Due to the drop in issuance year-over-year, BofA Securities revised its forecast downward from $500 billion to $400 billion at the end of the first quarter. However, now they noted their revision may be too high.
“For the second half of the year, as long as muni rates do not stay high for too long, our revised issuance target for the year should still be possible,” they said.
They noted range bound behavior of muni and UST rates during the first half of the year is not sustainable.
“A downside break of this range behavior should bring more new-money issuance as well as accelerated refunding issuance,” they said.
In the second half of the year, some market participants expect to see an uptick in issuance.
For example, the state budget numbers that have been trickling look pretty good and there’s an increasing backlog of projects that need to be financed for the bond market, Fabian said.
For the backlog of projects, he said federal aid has been only an intermittent offset issuance. So, he noted there are still projects that need to get done.
“Whether it is the second half of this year or the first half of next year, there is an increase [in issuance] coming,” he added.
However, this will not be seen across the board.
“There’s some reason for optimism for the second half, but that it’s not nationwide,” he said.
Issuance details
Revenue bond issuance decreased 11.7% to $20.327 billion from $23.030 billion in June 2022, and general obligation bond sale totals dropped 4.3% to $14.109 billion from $14.744 billion in 2022.
Negotiated deal volume was up 7.2% to $26.088 billion from $24.337 billion a year prior. Competitive sales decreased 11.1% to $7.516 billion from $8.460 billion in 2022.

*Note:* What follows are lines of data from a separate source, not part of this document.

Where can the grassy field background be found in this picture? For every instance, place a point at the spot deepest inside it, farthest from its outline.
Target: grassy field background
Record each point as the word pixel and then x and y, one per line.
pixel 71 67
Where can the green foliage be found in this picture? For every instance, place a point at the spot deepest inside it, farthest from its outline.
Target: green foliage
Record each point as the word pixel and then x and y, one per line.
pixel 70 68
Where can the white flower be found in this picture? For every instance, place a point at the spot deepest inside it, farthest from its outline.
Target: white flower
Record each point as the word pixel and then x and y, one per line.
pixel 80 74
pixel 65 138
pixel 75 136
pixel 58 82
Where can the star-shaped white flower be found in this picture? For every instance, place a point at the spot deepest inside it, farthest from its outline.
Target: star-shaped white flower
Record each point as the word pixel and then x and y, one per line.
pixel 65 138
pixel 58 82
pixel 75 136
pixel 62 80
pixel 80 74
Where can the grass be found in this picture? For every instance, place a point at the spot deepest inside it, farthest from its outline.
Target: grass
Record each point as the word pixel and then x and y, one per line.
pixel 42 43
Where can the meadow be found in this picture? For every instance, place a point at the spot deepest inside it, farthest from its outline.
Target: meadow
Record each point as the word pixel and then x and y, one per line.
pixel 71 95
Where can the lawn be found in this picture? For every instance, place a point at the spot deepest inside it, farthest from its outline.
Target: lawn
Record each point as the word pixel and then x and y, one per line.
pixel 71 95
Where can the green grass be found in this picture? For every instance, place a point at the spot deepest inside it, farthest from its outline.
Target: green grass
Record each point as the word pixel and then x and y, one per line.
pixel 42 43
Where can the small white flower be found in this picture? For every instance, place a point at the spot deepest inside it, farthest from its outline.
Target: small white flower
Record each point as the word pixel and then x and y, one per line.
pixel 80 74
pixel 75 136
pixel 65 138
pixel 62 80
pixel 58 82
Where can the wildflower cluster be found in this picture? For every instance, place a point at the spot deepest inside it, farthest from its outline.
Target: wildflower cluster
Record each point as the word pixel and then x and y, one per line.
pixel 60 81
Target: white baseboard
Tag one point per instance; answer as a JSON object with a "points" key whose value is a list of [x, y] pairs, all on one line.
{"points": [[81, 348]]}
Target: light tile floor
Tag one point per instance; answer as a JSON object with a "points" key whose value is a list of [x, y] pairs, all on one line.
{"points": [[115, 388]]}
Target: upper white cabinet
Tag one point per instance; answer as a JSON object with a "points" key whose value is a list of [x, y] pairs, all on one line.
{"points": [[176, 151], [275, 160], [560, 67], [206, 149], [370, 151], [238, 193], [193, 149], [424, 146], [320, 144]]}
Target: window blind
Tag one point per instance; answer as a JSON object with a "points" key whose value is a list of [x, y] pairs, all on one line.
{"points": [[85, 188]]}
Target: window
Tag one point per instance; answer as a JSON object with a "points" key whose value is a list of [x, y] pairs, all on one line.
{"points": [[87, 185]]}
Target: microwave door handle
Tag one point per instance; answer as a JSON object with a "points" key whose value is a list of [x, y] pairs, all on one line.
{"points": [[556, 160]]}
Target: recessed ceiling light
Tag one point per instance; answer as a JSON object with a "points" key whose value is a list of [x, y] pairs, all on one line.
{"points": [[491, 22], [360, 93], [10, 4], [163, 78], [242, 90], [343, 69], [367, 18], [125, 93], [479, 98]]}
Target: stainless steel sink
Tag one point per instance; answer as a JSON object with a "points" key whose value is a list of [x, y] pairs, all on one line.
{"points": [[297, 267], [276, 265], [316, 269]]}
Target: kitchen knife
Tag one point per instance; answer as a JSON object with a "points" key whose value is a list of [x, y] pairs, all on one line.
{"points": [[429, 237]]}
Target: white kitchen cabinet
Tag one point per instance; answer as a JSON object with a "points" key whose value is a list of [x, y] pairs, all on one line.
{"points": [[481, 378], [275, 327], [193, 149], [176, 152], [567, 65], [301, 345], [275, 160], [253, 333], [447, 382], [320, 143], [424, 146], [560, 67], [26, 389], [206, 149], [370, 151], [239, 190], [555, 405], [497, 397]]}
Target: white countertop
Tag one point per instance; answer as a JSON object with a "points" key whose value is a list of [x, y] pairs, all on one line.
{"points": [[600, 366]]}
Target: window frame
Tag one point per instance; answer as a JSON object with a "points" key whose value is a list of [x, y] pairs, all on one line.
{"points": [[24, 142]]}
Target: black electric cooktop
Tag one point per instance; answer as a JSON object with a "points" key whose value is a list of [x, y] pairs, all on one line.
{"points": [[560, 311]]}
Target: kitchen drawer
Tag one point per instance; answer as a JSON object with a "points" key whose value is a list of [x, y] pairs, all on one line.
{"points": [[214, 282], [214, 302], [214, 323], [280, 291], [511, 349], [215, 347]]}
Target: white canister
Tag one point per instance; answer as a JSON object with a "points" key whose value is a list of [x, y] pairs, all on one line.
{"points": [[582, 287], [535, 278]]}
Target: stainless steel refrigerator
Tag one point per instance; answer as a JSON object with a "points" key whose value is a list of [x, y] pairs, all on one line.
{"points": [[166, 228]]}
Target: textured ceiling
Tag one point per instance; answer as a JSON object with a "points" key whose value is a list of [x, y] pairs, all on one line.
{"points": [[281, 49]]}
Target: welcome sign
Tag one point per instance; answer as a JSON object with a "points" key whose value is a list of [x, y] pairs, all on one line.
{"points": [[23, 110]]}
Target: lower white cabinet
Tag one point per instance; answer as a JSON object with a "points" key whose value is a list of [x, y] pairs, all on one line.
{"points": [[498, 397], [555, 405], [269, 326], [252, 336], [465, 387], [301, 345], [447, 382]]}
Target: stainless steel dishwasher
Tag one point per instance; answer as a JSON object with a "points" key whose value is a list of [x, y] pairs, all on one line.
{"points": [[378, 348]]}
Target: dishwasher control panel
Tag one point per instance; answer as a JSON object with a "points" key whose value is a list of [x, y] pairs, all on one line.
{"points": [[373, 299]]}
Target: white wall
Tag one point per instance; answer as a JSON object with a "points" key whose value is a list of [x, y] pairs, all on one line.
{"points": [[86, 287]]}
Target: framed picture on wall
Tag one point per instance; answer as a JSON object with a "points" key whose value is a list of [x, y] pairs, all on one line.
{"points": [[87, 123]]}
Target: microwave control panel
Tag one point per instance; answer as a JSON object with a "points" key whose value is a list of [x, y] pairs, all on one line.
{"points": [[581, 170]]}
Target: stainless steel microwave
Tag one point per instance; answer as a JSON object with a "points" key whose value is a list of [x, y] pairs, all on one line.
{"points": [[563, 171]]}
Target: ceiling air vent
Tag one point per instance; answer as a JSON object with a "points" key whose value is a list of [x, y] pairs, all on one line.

Deals wrapped by bond insurance fell to $2.731 billion in 120 deals from $2.908 billion in 151 deals in 2022, a 6.1% decrease.
Bank-qualified issuance dropped 10.8% to $798.1 million in 202 deals from $895.1 million in 229 deals a year prior.
In the states, Texas claimed the top spot year-to-date.
Issuers in the Lone Star State accounted for $26.719 billion, up 7.9% year-over-year. California was second with $25.791 billion, down 6.4%. New York was third with $17.297 billion, down 35.7%, followed by Illinois in fourth with $7.849 billion, up 18.3%, and Florida in fifth with $5.919 billion, a 39.5% decrease from 2022.
Rounding out the top 10: Georgia with $5.132 billion, down 9.9%; Wisconsin with $4.950 billion, down 9.2%; Massachusetts with $4.572 billion, down 7.4%; Michigan at $4.521 billion, down 39.1%; and Oregon with $4.499 billion, up 39.6%.